Vorliegend hat die Beklagte weder Anhaltspunkte für einen begründeten Ausnahmefall vorgetragen, noch sind solche ersichtlich. Kontraindikationen wie Abhängigkeits- oder Suchtgefahr sind nach der medizinischen Dokumentation nicht gegeben. Soweit der Sachverständige Dr. K. in seiner Diagnoseliste „Polytoximanie, derzeit abstinent“ aufgezählt hat, ist mit dem Bericht des Universitätsklinikums … vom 09.07.2010 bewiesen, dass der Kläger „vor ca. 10 Jahren“, d.h. als Jugendlicher einen Drogenentzug vorgenommen hatte. Drogenkonsum oder Medikamentenmissbrauch sind seit der Zeit ab 2000 nicht dokumentiert. Vielmehr bestätigt der aktuell behandelnde und verordnende Arzt Dr. C. überzeugend dem Kläger in Bezug auf die getätigte Medikation „große Sorgfalt“.
III.
Der Kläger hat einen Anspruch auf Versorgung mit Medizinalcannabis in der von seinen behandelnden Ärzten verordneten Form und Dosis.

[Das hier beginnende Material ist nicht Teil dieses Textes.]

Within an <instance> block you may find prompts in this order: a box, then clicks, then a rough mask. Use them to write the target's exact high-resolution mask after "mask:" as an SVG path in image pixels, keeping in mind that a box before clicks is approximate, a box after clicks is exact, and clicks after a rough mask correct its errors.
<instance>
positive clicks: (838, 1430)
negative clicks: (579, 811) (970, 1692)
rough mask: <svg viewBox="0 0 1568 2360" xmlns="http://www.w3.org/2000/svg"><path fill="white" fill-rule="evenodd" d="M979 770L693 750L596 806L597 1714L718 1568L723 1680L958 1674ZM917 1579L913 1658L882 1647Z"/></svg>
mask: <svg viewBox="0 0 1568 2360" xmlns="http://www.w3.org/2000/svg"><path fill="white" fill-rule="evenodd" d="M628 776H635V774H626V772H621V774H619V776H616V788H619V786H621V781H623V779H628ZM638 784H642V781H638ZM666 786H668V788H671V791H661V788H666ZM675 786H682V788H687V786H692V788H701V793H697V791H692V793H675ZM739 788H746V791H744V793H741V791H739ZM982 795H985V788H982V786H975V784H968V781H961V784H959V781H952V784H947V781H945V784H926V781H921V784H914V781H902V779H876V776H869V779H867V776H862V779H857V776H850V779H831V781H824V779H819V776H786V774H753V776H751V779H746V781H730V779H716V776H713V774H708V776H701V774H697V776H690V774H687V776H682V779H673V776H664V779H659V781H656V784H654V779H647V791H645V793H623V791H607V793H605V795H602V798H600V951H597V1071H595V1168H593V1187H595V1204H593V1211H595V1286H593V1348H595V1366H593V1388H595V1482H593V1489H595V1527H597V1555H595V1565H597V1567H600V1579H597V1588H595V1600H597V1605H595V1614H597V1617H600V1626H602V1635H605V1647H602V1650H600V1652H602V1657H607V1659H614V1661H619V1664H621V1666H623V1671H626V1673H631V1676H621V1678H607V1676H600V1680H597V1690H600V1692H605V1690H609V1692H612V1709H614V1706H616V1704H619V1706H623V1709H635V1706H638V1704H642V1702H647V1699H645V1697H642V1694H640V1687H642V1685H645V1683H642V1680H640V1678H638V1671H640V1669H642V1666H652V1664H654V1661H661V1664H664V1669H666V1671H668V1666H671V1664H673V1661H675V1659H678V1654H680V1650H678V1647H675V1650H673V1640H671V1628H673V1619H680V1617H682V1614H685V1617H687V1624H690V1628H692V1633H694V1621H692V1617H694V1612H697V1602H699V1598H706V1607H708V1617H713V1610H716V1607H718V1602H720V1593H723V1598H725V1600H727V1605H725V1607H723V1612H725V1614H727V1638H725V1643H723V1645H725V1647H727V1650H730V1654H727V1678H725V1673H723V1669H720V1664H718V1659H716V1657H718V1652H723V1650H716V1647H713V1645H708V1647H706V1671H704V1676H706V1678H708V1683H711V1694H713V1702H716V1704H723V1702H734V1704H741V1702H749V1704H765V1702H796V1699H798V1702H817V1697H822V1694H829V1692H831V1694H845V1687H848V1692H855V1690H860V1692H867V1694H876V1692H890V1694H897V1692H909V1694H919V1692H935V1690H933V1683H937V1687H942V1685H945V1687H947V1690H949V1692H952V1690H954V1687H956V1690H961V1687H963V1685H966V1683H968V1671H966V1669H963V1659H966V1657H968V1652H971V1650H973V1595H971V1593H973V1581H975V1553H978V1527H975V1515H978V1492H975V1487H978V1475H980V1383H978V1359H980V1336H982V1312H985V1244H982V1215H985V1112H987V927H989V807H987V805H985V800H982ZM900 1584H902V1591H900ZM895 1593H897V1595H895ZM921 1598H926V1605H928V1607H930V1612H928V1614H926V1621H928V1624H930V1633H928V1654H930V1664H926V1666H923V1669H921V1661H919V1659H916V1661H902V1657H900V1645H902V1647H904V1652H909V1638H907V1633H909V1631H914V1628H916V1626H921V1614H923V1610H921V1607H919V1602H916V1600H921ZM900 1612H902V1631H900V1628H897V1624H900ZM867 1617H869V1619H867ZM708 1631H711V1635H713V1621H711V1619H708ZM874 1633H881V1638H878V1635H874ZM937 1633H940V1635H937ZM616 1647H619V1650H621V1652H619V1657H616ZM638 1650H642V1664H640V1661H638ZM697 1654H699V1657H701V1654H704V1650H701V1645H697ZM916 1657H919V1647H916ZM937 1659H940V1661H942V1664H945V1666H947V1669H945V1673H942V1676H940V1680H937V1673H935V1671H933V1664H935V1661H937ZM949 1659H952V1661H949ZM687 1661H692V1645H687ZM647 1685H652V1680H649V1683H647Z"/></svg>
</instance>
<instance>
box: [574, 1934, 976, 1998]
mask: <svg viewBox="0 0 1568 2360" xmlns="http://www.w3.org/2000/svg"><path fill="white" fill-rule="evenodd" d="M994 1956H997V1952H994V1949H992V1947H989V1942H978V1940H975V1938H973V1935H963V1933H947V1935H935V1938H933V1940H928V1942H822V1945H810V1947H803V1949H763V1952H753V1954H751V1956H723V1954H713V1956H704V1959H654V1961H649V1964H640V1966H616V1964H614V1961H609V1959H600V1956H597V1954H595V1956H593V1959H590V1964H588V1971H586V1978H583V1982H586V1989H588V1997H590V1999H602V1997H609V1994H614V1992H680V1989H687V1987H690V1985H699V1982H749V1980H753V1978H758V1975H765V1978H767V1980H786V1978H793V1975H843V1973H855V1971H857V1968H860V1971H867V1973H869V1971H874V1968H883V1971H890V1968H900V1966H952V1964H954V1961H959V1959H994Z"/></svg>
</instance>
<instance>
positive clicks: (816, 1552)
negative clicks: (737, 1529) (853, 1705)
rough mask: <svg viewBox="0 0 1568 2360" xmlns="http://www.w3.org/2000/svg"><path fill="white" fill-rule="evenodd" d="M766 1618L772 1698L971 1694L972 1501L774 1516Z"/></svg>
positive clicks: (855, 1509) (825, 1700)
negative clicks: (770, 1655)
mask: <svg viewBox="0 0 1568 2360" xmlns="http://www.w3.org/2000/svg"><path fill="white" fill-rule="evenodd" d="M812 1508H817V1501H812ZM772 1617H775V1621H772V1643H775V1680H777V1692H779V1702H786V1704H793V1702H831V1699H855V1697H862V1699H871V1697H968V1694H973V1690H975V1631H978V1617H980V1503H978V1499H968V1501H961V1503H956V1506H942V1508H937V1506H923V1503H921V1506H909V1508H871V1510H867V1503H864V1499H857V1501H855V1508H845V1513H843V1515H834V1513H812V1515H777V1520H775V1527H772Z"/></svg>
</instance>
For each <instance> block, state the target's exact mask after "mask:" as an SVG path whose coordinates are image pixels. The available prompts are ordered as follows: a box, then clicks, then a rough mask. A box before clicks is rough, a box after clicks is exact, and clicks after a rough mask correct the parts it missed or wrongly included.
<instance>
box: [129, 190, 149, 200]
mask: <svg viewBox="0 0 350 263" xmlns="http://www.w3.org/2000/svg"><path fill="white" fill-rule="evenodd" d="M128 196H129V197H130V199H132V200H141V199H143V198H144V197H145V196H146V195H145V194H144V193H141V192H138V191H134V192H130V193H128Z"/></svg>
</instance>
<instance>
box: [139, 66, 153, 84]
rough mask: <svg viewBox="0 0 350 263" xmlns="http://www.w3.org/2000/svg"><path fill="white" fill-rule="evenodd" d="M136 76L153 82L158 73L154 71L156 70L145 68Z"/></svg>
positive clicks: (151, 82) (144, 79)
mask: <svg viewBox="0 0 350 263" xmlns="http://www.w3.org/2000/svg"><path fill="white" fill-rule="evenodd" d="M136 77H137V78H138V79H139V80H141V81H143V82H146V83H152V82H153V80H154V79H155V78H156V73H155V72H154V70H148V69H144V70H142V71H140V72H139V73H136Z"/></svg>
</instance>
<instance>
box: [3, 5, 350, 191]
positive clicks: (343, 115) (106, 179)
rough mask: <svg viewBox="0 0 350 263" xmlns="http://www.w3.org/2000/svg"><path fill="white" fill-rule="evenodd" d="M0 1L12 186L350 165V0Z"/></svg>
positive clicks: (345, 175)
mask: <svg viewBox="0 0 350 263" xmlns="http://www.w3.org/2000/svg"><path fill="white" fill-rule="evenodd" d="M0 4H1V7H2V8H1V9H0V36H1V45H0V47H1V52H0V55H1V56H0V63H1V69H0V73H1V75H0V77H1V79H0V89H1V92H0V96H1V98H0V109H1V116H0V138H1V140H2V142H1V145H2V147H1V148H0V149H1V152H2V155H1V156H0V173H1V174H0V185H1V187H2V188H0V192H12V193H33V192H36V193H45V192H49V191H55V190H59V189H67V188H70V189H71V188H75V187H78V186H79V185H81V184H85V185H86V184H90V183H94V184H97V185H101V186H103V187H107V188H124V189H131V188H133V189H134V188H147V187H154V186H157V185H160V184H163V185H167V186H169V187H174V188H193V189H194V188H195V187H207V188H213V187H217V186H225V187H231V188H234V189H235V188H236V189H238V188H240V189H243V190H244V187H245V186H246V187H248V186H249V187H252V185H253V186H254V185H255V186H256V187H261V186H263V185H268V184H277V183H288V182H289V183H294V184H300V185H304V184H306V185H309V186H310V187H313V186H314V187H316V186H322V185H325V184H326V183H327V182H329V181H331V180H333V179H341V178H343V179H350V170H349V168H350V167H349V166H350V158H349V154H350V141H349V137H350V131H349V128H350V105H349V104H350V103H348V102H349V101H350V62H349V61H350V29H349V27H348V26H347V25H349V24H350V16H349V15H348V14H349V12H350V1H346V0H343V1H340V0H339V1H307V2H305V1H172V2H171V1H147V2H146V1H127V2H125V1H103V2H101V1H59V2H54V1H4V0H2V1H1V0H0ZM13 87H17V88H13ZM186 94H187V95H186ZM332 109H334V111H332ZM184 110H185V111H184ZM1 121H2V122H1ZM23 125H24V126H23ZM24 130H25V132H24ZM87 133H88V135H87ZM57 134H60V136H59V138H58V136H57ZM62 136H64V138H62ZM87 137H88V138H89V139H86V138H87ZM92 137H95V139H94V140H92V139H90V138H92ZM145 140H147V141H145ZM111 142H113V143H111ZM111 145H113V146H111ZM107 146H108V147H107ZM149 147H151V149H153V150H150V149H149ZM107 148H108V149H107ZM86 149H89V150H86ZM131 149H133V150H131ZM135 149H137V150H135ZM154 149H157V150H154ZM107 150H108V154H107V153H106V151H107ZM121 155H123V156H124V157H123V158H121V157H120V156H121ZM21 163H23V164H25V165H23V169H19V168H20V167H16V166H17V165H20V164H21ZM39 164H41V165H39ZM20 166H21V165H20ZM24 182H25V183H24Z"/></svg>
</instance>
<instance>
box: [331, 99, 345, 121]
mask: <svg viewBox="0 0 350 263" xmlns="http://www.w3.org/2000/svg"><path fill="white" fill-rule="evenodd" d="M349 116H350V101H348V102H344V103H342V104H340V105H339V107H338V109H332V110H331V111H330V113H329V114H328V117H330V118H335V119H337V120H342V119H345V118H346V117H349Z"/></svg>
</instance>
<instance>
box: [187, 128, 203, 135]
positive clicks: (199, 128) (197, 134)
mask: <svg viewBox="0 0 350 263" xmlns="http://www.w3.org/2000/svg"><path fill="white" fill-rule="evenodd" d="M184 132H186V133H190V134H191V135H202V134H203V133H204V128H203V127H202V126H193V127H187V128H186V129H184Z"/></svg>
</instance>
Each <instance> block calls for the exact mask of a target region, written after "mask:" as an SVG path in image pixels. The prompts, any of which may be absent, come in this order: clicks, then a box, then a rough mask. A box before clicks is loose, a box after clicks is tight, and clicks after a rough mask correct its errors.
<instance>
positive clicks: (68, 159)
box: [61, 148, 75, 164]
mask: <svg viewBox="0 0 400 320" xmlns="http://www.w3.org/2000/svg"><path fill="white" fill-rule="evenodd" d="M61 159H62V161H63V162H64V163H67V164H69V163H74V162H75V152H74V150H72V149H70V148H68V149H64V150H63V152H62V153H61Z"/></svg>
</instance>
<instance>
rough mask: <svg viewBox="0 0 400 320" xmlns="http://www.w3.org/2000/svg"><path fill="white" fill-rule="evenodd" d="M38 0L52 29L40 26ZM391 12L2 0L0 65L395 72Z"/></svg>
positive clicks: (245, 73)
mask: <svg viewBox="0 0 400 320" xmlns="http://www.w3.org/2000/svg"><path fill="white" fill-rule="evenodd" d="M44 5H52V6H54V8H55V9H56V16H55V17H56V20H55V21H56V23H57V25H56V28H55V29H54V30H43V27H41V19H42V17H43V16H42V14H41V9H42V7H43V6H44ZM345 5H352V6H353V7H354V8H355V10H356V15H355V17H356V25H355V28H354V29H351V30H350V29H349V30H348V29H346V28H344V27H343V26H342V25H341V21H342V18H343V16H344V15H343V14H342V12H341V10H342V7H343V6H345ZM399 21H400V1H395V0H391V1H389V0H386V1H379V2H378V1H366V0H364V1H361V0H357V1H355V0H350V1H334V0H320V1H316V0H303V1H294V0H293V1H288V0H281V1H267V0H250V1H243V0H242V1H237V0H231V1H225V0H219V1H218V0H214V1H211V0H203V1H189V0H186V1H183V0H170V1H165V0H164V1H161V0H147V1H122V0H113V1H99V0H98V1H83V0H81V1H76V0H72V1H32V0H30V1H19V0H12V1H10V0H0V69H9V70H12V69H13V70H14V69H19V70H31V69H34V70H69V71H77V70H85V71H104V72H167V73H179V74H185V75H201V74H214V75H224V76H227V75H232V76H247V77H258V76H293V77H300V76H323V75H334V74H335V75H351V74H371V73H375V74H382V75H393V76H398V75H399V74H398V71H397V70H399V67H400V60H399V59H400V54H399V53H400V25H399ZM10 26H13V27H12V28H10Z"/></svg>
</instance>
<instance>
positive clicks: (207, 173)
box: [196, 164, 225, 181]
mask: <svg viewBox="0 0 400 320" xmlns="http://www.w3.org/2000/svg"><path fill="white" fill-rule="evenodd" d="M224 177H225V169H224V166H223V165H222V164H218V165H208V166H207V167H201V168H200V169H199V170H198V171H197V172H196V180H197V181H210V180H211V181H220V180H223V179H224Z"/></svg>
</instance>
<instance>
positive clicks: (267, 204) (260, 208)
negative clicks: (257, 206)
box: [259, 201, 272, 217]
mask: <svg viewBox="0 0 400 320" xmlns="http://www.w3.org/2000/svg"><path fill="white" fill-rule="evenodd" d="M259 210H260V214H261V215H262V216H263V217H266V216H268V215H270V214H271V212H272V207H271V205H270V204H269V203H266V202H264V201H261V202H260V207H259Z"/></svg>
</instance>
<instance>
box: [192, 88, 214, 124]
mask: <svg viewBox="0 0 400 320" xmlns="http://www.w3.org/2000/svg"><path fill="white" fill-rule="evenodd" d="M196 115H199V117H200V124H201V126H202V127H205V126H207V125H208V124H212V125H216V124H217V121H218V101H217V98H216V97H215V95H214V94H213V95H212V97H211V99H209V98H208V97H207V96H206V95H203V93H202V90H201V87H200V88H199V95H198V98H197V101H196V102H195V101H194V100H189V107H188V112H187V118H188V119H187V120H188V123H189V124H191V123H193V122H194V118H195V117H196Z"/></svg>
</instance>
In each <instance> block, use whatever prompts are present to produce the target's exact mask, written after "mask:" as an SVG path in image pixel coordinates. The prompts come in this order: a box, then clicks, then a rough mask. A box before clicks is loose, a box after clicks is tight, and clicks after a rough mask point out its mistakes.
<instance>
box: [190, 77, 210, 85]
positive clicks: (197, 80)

Grundsätzlich gilt auch im Rahmen der medikamentösen Versorgung der Versicherten das Wirtschaftlichkeitsgebot des § 12 SGB V. Dies bedeutet jedoch nicht, dass der Krankenversicherungsträger in seiner Versorgung mit Medizinalcannabis – unabhängig von der jeweiligen medizinischen Erforderlichkeit – die kostengünstigste Darreichungsform festzulegen hat, wenn Darreichungsformen unterschiedliche Wirkweisen haben. Denn Form und Dosis der Therapie sind ausschließlich von dem behandelnden Vertragsarzt patientenindividuell zu bestimmen. Beim Kläger sind zudem bereits im Jahr 2015 erfolglose Therapieversuche mit Marinol/Dronabinol und Sativex dokumentiert. Auch wenn grundsätzlich Fertigpräparate aus pharmakologischer Sicht vorzugswürdig sein sollten, gilt dies, wie sich aus den Behandlungsversuchen des Klägers ergibt, für diesen gerade nicht. Zudem hat der Kläger als Sachleistung ein verfügbares Cannabisprodukt zugesprochen erhalten, also keine Versorgung außerhalb der Grundregel der §§ 2, 12 SGB V.
IV.
Die Erstattungsforderung im Zeitraum ab dem 10.03.2017 ist durch aktenkundige Rezepte in der verurteilten Höhe von 1.625 € nachgewiesen.
Die Berufung der Beklagten bleibt damit ohne Erfolg.
Die Kostenentscheidung folgt aus §§ 183, 193 SGG.
Gründe für die Zulassung der Revision (§ 160 Abs. 2 SGG) bestehen nicht.